De l’avis du Conseil de presse du Québec, tel que mentionné dans le document Les responsabilités de la presse au Québec, les journalistes doivent éviter de « donner l’impression qu’ils ont partie liée avec des intérêts particuliers ou quelque pouvoir politique, financier ou autre ».  De plus, le CPQ soutient qu’ « afin de préserver leur crédibilité professionnelle, les journalistes sont tenus à un devoir de réserve quant à leur implication personnelle dans diverses sphères d’activités sociales, politiques ou autres », ce qui pourraient mettre en cause leur neutralité et leur indépendance.

Lorsque des propos sèment le doute et tendent à manipuler l’opinion publique et l’indépendance, du journaliste est remise en question. La Fédération professionnelle des journalistes du Québec (FPJQ), dans son Guide de déontologie, affirme que « les journalistes doivent éviter tout comportement, engagement ou fonction qui pourraient les détourner de leur devoir d’indépendance, ou semer le doute dans le public. »

Florian Sauvageau, professeur associé au Département d’information et de communication de l’Université Laval et directeur du Centre d’études sur les médias, rappelle qu’à la base, le journaliste est davantage un témoin qu’un simple citoyen qui s’exprime. En ce sens, il lui importe de faire preuve de réserve. « Le journaliste peut bien aussi commenter l’actualité, mais ce n’est pas ce qui caractérise son travail. Le journaliste, c’est le témoin. Le témoin “professionnel.” […] Il faut, je pense, distinguer l’activité journalistique de la liberté d’expression et d’opinion qui appartient à tous. »

Il est important de distinguer les faits des opinions. Dans le cas contraire, le public ne saura plus faire la distinction entre ce qui est rapporté et ce qui est commenté. Marie-Josée Richard, journaliste membre de l’Association des journalistes indépendants du Québec (AJIQ), a recueilli les propos de Marc-François Bernier, professeur au Département de communication de l’Université d’Ottawa et titulaire de la Chaire de l’éthique du journalisme, au sujet de l’opinion politique du journaliste. À son avis, « le journaliste qui prend position et se livre à du journalisme partisan doit en aviser explicitement ses publics à chaque fois qu’il traite de sujets politiques controversés et de nature partisane. » L’objectif demeure toujours d’éviter d’induire le public en erreur, en somme, «on peut faire de l’opinion sans devenir le propagandiste des partis politiques», ajoute encore M. Bernier.

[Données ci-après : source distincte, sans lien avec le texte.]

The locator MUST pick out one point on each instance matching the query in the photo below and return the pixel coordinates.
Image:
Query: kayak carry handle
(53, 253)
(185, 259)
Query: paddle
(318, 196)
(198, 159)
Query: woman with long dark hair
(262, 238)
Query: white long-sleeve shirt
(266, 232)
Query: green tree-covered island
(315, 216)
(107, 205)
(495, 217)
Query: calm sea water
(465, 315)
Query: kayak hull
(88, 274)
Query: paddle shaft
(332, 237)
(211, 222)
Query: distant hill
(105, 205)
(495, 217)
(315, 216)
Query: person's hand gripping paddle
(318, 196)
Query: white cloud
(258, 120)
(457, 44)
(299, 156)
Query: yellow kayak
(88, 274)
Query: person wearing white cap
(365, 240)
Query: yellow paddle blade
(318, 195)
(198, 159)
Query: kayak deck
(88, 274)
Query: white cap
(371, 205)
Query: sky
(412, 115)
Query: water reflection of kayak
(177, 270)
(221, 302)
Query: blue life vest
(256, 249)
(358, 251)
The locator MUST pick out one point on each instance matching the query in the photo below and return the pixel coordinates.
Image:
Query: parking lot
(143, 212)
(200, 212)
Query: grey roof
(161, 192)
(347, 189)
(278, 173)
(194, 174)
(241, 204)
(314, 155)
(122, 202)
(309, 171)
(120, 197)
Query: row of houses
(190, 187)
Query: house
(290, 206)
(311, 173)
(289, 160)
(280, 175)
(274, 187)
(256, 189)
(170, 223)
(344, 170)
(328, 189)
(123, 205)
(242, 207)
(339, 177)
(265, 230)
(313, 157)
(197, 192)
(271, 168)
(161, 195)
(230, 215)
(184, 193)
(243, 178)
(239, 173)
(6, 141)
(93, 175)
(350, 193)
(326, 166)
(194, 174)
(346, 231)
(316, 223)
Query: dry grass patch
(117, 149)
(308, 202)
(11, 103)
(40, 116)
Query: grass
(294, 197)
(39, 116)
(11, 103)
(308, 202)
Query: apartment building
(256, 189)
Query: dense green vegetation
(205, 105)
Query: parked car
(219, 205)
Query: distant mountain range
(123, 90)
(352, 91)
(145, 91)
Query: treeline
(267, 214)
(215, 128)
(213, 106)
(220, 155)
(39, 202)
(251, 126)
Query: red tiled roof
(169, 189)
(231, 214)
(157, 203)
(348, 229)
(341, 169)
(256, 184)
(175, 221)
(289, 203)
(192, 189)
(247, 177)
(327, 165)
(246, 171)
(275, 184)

Que conclure? Doit-on y faire une forme d’audace dans la transgression de certaines règles?  Est-il toujours préférable que tous se taisent toujours? Plutôt que de voir dans ces décisions de la SRC un contrôle serré de l’information, peut-on les interpréter comme des gages de qualité de l’information? Au lieu de brimer l’autonomie de ses journalistes, Radio-Canada, en tant que société d’État, encourage-t-elle une démarche plus professionnelle, plus impartiale? Bref, de quelle façon, et de quel angle est-il souhaitable d’aborder de telles décisions de la part de la direction même de la SRC?

*NDLR: Le lien vers ce site a été supprimé en raison d’une transformation de son contenu que nous qualifierons de substantielle.